Search code examples
pythonsocket.iorabbitmqcelerysession-timeout

Why does celery retry, but my job did not fail?


I have a celery job to run MySQL databases, however, it always got Lock Wait Timeout. After digging into the databases queries, I realized that celery triggered another job after 1800 sec, and got my databases issue. I don't know why – my job did not fail yet!

@celery.task(bind=True, acks_late=True)
def etl_pipeline(dev=dev, test=test):

I can tell that MySQL got the same query again, it could be that Celery triggers the same job. Why here I got retry, and the default retry is 180 sec (3 min).

Here is official doc:

default_retry_delay = 180

Default time in seconds before a retry of the task should be executed. 3 minutes by default.

But my case is 1800 sec.

Also, my broker got some other warning, I'm not sure if this is related:

The AMQP result backend is scheduled for deprecation in version 4.0 and removal in version v5.0. Please use RPC backend or a persistent backend.

Config RabbitMq

RABBITMQ_SERVER = 'amqp://{}:{}@{}'.format(
    os.getenv('RABBITMQ_USER'),
    os.getenv('RABBITMQ_PASS'),
    os.getenv('RABBITMQ_HOST')
)
broker_url = '{}/{}'.format(
    RABBITMQ_SERVER,
    os.getenv('RABBITMQ_VHOST'),
)
backend = 'amqp'

How can I solve this? Thank you!

Celery: 4.2.0

I am using job = chain(single_job), but i only have one single_job job() starting the job.

mysql> show processlist;
+-------+------+---------------+------------------+---------+------+-----------+
| Id    | User | Host          | db               | Command | Time | State     |
+-------+------+---------------+------------------+---------+------+-----------+
| 97189 | clp  | 172.11.17.202 | bain_ai_database | Query   |    0 | init      |
| 97488 | clp  | 172.11.11.252 | bain_ai_database | Query   | 1505 | executing |
| 97489 | clp  | 172.11.11.252 | bain_ai_database | Sleep   | 1851 |           |
| 97543 | clp  | 172.21.6.242  | bain_ai_database | Query   |   51 | updating  |
| 97544 | clp  | 172.21.6.242  | bain_ai_database | Sleep   |   51 |           |
+-------+------+---------------+------------------+---------+------+-----------+

Solution

  • Depending on how you execute the sql query, here is what I would try. (1) since you have bind=True, the task should be the first parameter to your function. The convention in celery is to call that first parameter self. (2) You want to try and catch the database level exception that is occurring and ignore it.

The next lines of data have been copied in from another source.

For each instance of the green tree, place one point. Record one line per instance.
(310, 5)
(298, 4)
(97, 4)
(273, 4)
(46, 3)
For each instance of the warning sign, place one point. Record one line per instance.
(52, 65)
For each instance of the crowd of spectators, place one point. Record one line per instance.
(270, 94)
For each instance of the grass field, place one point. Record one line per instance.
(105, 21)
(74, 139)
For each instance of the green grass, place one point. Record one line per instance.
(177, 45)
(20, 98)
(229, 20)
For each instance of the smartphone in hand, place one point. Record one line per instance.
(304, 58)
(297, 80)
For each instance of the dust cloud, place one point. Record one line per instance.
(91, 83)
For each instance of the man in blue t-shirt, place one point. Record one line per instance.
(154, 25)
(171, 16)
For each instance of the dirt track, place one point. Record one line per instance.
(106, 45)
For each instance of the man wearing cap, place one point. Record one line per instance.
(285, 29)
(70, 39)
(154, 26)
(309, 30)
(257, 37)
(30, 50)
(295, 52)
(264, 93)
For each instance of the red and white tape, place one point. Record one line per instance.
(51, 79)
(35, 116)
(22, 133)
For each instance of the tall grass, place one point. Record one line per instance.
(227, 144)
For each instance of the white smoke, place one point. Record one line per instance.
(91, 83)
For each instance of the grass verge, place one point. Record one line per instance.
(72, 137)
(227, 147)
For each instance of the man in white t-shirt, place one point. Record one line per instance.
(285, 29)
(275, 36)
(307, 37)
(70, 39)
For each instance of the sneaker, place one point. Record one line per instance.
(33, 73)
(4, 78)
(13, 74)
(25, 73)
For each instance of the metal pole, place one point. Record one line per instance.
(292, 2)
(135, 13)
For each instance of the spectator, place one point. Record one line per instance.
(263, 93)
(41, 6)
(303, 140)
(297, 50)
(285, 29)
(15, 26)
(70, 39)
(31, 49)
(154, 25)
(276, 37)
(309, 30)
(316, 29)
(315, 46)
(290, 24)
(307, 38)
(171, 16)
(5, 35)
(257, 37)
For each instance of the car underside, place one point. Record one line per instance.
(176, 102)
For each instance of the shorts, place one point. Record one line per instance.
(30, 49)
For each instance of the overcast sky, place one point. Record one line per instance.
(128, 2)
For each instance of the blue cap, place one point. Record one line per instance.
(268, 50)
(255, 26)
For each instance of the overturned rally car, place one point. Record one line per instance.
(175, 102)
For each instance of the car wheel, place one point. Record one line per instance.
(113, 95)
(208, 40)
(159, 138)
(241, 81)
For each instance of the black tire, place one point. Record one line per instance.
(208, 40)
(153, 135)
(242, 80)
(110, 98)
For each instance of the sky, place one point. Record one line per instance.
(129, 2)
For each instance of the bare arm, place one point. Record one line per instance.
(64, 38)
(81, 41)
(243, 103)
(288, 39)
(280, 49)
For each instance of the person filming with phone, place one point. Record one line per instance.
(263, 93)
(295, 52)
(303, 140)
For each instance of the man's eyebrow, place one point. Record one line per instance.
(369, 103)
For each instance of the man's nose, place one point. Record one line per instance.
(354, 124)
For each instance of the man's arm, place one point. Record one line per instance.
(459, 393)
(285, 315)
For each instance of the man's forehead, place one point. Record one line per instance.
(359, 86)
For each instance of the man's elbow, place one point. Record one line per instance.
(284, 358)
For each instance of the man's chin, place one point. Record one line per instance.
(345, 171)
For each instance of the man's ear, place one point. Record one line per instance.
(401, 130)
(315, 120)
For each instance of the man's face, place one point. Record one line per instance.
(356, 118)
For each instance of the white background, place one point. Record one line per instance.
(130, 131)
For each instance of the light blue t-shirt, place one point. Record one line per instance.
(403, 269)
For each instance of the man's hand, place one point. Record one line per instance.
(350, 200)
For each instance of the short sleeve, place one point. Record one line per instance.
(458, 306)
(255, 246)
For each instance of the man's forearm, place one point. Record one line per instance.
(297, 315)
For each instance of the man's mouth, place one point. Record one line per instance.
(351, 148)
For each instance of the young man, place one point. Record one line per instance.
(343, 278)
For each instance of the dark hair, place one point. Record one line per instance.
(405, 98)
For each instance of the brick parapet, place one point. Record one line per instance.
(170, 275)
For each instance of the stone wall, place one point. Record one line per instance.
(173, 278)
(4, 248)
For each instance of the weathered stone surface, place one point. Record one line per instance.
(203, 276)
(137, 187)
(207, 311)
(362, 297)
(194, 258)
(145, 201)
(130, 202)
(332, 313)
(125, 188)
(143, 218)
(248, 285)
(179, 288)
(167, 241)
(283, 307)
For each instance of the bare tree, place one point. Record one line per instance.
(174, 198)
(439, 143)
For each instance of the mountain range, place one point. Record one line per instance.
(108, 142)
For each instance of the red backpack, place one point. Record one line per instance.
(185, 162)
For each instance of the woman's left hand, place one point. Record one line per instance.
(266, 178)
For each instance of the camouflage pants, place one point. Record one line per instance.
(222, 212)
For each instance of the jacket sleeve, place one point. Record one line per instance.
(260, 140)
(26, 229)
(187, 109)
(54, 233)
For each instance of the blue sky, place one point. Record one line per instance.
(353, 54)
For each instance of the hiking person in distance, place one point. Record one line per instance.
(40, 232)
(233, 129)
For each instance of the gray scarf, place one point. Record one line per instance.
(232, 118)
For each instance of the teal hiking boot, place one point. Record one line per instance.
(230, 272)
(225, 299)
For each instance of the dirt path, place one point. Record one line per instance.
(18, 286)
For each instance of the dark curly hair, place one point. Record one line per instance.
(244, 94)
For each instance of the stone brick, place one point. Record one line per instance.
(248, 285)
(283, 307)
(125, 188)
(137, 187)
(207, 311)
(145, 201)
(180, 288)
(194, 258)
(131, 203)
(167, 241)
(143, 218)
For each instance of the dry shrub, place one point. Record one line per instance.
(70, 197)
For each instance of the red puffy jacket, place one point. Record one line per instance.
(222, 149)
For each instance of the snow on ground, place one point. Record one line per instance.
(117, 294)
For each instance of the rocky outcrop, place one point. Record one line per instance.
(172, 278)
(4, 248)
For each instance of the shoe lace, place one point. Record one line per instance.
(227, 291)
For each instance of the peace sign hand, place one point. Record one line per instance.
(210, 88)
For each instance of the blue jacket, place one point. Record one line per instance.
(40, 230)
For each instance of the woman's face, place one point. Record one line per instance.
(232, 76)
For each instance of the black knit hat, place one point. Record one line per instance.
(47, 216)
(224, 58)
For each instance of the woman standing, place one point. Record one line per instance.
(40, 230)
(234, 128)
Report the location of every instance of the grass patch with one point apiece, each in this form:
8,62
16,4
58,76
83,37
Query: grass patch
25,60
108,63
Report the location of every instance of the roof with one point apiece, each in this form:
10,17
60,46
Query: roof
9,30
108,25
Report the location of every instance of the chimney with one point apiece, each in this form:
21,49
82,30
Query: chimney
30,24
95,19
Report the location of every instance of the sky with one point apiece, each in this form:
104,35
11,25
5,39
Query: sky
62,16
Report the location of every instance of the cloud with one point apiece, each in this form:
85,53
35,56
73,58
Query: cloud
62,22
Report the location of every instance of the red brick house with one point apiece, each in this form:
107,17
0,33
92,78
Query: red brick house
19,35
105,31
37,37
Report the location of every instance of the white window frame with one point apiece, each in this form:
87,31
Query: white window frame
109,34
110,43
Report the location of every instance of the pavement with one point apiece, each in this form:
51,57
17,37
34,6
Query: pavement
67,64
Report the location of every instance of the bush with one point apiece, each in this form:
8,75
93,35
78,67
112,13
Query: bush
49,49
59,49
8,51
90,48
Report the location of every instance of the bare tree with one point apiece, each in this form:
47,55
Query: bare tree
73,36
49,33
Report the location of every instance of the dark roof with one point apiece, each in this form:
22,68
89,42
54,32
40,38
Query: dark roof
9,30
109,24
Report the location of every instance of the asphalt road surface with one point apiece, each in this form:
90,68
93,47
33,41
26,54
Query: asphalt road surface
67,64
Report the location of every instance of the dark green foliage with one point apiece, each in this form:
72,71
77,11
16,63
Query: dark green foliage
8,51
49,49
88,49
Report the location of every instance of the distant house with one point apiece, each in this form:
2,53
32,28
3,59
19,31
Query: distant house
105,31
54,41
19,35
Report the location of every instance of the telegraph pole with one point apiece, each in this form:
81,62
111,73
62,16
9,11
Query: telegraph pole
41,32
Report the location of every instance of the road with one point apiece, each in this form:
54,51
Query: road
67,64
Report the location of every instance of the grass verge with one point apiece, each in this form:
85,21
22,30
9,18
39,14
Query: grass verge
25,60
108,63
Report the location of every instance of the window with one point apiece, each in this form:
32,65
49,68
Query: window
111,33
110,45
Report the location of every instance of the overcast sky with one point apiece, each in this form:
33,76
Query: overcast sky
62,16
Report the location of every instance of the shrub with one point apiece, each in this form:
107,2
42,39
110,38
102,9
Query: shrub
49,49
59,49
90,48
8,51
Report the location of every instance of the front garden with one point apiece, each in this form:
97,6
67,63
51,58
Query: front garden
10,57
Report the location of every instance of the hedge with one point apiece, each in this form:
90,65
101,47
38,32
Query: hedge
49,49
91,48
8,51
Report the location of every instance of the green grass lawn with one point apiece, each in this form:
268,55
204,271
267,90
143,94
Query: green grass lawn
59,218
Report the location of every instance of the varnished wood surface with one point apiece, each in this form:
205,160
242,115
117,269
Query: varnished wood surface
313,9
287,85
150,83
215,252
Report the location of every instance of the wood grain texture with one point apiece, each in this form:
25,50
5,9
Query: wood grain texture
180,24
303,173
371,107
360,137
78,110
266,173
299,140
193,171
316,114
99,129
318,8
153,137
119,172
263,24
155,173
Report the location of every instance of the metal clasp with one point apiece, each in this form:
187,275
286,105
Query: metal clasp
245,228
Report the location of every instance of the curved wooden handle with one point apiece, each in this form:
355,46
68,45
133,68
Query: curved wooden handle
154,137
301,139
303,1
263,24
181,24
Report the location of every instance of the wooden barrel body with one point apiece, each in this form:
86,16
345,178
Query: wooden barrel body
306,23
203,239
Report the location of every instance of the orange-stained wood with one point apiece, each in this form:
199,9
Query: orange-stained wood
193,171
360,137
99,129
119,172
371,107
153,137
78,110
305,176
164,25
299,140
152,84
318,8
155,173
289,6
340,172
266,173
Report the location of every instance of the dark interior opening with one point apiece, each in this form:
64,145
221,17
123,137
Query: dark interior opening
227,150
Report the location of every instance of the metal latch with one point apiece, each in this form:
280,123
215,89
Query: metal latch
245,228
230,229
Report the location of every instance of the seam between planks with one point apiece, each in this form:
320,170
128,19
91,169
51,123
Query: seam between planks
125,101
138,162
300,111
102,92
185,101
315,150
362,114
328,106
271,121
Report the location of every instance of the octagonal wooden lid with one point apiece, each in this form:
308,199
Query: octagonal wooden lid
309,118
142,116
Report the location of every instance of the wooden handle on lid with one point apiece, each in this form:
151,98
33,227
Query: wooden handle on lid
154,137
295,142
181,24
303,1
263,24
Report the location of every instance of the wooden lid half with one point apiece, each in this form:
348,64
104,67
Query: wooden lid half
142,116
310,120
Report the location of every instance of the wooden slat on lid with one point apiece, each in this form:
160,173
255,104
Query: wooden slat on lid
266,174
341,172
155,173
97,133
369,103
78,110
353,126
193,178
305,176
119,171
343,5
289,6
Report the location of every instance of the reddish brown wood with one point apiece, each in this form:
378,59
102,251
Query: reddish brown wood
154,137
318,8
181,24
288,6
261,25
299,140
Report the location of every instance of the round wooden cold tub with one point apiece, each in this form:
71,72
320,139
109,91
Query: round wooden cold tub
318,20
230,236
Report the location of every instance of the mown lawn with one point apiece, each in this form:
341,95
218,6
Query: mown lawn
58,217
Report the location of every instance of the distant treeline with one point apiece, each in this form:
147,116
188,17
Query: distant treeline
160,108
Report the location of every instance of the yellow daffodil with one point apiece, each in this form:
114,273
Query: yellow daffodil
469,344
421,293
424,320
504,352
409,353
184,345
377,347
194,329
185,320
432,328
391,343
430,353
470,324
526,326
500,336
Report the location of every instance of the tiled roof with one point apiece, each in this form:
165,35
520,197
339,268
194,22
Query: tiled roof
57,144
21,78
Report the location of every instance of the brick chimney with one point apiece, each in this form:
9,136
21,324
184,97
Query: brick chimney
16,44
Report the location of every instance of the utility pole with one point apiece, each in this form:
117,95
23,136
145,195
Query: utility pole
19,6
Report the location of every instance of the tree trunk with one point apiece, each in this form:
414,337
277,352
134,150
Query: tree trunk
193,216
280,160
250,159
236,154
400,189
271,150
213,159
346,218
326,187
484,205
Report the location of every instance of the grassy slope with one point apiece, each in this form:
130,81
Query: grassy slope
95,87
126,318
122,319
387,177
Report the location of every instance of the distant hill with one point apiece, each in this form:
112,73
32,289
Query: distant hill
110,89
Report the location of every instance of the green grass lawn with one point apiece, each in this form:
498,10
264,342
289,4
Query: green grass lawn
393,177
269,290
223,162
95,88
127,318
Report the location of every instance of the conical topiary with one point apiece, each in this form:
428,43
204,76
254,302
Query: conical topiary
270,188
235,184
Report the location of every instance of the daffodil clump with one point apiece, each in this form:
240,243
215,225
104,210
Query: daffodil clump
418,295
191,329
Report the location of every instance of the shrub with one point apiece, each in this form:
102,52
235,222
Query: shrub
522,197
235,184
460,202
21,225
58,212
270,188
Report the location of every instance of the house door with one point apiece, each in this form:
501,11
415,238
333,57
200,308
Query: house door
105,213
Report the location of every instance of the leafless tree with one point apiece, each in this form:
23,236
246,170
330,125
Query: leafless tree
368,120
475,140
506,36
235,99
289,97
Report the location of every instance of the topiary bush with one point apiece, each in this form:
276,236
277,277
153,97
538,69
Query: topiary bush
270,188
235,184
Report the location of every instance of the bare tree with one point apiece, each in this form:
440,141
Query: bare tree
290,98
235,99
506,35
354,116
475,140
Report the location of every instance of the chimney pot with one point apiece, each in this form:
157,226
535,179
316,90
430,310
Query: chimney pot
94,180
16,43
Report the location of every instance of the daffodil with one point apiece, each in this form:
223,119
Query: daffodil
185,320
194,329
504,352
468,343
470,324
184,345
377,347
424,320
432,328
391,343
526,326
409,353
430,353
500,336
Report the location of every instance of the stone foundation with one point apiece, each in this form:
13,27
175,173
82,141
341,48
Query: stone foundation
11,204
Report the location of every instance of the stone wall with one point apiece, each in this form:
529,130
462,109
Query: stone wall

    from celery.utils.log import get_task_logger
    
    log = get_task_logger(__name__)
    
    
    @celery.task(bind=True, acks_late=True)
    def etl_pipeline(self, dev=dev, test=test):
        try:
            # try querying the database here using sqlalchemy or mysqlconnect??
        except Exception as ex:
            # for now, log the exception and type so that you can drill down into what is happening
            log.info('[etl_pipeline]  exception of type %s.%s: %s', ex.__class__.__module__, ex.__class__.__name__, ex)
            raise       
    

    The debugging that you will get from the logging should help you determine which error you are getting on the client side.